Rating (1 to 10) : 7


 

Summary: This documentary reinforces that adage that friendship and business do not mix!

 


 

Chris Hejedus and Jehane Noujaim, the two co-directors of this movie, made this documentary by following and filming two co-founders of an Internet startup company called govWorks.com.  The two co-founders, Tom Herman and Kaleil Isaza Tuzman, were lifelong friends who came up with an idea to create a portal where people could interact with their state and municipal governments for various purposes, from making appointments to paying parking tickets to submitting blueprints for buildings.  This was in the midst of the Internet bubble, when any business proposal that was plausible was deemed worthy of investment.

 

We follow Tuzman and Herman as they form their company, come up with a business plan, and visit venture capitalists to get funding to start their company – this part has been told before in periodicals like Forbes and eCompany.  But then as the movie progresses, you see that to be successful in running a company, one sacrifices things in one’s life in striving to be a success; this is where the movie really opens people’s eyes.  Herman has a little daughter whom he cannot spend the time with because govWorks is taking up more and more of his time while Tuzman’s relationship with his girlfriend deteriorates because he is just too busy to even call her regularly.  The last act of the movie (if this was a fictional movie, it would be the pivotal climax) is when Herman and Tuzmans’ personal relationship clashes with their business relationship…and their friendship loses.

 

Ironically, the most profound comment made in this movie is made not by either of the co-founders but by Tom Herman’s mom when she complains about this “New World”, that is, this “New Economy,” that was so lauded, doesn’t leave room for relationships between people.  In a sanguine way, she reminds us what is most important to us and that it’s not market capitalization or the bottom line.

 

I don’t think Hejedus and Noujaim intended to make this documentary a wake-up call to the Internet generation yet in a subtle way, it has become a Great Gatsby of the “New Economy.”  It is very well worth watching and I wish more CEOs and venture capitalists would watch this film to refresh themselves on what is most important in this life, even in the high-tech business environment.

 

Memorable quotes:

 

Mrs.
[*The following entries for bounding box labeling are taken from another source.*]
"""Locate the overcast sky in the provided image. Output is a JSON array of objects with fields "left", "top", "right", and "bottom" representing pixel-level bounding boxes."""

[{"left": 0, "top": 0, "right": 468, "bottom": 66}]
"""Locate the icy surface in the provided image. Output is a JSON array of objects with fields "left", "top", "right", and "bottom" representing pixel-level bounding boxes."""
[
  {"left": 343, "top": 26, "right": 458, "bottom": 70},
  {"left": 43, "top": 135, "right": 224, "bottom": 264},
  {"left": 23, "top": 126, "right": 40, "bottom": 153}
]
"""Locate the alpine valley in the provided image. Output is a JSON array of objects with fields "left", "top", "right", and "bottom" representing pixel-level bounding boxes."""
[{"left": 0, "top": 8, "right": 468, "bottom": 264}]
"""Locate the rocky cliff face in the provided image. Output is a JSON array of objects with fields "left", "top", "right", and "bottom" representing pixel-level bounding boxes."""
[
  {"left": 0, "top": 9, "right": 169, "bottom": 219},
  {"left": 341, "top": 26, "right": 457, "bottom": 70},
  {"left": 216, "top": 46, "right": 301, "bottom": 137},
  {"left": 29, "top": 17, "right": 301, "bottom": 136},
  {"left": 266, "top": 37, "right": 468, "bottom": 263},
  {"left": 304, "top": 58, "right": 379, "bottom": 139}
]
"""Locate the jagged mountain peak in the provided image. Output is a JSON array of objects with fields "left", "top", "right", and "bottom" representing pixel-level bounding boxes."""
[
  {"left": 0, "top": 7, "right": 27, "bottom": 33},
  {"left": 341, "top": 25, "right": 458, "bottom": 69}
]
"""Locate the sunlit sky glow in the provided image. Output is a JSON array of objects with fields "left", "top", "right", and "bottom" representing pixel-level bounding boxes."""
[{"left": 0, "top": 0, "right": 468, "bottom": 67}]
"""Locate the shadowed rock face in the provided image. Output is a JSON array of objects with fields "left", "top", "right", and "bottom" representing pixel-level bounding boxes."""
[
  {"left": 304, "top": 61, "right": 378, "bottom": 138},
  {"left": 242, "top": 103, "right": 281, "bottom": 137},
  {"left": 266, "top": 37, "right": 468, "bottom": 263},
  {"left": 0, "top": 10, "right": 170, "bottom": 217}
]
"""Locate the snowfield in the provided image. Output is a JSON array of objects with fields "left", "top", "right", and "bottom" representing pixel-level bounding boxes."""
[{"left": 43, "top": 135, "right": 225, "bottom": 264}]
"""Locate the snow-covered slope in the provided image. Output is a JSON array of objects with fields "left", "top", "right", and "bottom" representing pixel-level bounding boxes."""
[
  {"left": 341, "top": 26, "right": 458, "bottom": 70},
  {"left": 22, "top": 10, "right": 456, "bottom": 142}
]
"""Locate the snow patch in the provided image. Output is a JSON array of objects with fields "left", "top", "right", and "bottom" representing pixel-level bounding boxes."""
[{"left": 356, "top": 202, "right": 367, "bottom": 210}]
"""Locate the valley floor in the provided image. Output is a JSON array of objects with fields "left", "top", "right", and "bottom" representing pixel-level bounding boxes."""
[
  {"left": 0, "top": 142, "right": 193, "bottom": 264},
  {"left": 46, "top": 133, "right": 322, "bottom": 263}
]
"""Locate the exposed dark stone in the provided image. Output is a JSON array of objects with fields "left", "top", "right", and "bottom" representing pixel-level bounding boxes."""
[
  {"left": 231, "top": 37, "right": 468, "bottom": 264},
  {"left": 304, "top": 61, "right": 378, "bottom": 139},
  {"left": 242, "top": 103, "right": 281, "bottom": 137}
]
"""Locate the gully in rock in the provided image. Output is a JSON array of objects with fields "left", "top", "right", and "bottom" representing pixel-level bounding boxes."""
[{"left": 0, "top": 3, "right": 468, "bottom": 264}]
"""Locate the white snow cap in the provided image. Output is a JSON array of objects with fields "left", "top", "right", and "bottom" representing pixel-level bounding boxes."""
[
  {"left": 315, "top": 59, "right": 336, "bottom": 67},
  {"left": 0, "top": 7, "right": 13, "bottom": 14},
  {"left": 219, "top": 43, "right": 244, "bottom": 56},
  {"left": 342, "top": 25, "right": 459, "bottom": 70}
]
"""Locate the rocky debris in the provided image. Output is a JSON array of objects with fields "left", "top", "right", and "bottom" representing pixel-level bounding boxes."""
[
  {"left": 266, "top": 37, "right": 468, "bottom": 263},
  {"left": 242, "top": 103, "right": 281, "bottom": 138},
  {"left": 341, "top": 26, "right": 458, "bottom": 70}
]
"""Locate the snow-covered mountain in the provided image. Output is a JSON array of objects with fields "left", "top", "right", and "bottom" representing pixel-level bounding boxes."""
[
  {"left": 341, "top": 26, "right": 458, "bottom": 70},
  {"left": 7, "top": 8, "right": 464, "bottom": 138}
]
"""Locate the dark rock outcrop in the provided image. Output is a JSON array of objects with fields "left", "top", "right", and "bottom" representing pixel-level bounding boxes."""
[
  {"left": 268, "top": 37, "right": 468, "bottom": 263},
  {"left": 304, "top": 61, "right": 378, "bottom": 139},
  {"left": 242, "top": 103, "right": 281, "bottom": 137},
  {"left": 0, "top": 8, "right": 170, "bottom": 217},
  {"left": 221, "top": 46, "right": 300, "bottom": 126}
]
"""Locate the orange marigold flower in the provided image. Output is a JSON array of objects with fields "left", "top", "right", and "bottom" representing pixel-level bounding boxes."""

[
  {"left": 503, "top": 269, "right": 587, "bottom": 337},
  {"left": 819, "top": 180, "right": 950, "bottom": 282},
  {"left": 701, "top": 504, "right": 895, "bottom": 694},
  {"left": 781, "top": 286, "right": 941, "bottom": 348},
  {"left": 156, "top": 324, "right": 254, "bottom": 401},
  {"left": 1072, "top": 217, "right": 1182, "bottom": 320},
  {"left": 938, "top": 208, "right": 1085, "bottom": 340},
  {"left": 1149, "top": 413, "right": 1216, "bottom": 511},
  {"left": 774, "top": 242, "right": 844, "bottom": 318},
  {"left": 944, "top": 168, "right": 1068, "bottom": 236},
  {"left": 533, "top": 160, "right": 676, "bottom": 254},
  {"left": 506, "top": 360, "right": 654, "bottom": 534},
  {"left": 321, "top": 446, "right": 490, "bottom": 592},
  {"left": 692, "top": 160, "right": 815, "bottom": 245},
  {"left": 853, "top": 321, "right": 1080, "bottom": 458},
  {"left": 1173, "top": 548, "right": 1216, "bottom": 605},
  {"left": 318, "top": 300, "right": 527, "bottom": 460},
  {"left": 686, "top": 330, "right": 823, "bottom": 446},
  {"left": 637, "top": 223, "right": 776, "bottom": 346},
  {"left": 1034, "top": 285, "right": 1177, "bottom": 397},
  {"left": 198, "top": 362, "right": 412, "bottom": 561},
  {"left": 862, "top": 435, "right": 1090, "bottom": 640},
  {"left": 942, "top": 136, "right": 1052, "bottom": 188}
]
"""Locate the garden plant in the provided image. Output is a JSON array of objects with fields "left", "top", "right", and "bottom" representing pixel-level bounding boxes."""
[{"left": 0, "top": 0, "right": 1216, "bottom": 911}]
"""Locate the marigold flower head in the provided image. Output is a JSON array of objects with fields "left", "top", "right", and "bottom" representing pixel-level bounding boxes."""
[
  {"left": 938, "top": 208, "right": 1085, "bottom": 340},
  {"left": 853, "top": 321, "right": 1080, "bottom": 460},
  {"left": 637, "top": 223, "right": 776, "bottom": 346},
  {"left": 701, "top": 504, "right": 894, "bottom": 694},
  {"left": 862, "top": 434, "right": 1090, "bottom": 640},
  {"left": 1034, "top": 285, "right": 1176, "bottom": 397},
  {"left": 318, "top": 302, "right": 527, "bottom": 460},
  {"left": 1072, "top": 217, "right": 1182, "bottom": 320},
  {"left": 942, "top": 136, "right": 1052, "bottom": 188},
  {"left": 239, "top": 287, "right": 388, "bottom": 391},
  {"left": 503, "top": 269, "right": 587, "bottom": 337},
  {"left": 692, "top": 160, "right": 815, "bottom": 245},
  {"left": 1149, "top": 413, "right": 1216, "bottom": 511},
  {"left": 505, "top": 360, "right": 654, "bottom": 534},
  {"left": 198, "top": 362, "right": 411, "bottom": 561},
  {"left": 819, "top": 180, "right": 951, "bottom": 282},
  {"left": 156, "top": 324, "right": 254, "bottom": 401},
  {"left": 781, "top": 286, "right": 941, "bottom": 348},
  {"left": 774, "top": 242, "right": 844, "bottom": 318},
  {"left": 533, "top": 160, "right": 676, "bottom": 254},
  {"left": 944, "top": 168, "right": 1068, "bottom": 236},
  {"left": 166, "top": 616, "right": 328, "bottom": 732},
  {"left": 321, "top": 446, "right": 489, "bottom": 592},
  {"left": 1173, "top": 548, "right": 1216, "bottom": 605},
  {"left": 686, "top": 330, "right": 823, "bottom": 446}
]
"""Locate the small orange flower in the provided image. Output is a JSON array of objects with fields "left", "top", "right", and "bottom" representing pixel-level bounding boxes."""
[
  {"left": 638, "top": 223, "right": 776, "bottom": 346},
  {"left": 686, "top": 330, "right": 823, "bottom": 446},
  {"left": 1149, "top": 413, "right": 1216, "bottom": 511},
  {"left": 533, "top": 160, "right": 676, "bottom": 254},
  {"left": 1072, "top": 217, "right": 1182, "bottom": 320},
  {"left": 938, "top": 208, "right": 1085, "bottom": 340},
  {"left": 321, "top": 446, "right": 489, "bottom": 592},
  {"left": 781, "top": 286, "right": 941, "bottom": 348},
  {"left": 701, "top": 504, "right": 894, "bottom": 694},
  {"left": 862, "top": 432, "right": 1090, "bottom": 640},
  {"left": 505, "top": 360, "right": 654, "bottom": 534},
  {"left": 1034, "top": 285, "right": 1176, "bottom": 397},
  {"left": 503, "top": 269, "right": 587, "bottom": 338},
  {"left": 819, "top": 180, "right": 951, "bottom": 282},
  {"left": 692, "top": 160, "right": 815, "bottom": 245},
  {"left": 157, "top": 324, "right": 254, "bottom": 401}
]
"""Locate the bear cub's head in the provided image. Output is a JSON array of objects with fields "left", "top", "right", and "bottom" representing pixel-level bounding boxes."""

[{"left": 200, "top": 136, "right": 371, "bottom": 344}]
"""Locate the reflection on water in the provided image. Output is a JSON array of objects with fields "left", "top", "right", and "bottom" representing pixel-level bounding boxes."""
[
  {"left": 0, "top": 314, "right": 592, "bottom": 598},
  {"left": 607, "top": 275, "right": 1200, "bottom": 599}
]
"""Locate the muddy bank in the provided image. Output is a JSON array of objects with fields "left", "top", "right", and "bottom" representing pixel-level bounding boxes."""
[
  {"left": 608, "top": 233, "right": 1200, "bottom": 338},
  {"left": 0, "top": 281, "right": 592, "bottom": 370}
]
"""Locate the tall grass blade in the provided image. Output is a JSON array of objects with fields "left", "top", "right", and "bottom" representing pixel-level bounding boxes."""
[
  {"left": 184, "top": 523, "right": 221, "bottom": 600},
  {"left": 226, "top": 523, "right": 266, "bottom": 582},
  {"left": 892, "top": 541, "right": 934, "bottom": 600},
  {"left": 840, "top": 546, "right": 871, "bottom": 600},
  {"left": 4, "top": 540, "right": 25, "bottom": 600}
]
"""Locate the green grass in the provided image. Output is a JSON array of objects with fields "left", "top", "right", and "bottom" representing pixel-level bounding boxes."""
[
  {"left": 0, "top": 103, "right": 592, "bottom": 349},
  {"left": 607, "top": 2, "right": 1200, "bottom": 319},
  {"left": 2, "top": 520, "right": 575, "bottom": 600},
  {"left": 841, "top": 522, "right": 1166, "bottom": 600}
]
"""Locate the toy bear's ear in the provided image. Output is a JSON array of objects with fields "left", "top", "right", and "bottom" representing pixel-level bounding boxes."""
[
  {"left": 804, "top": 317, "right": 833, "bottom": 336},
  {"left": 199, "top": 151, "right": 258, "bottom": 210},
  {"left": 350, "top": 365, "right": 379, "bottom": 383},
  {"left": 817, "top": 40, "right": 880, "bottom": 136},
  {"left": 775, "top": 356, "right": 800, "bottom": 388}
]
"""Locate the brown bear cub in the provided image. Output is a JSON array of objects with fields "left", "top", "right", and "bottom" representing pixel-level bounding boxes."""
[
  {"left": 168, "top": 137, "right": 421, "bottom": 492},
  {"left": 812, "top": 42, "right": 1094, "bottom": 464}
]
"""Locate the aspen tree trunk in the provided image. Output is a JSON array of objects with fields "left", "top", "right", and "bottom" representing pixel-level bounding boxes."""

Herman: “The values that you grew up with…were…that people came before things…and that…that that intensive energy that goes into anybody’s personal life and professional life has to do be with caring for people and how they are and how they feel; and that didn’t seem to be part of this New World.”

 


 

Mrs. Herman (commenting on the detrimental effect of Tom’s work on him): “But all I’m saying is I’m not sorry that that part of your life is over because I don’t think that’s a healthy way of life and I…I didn’t like what it did to you.”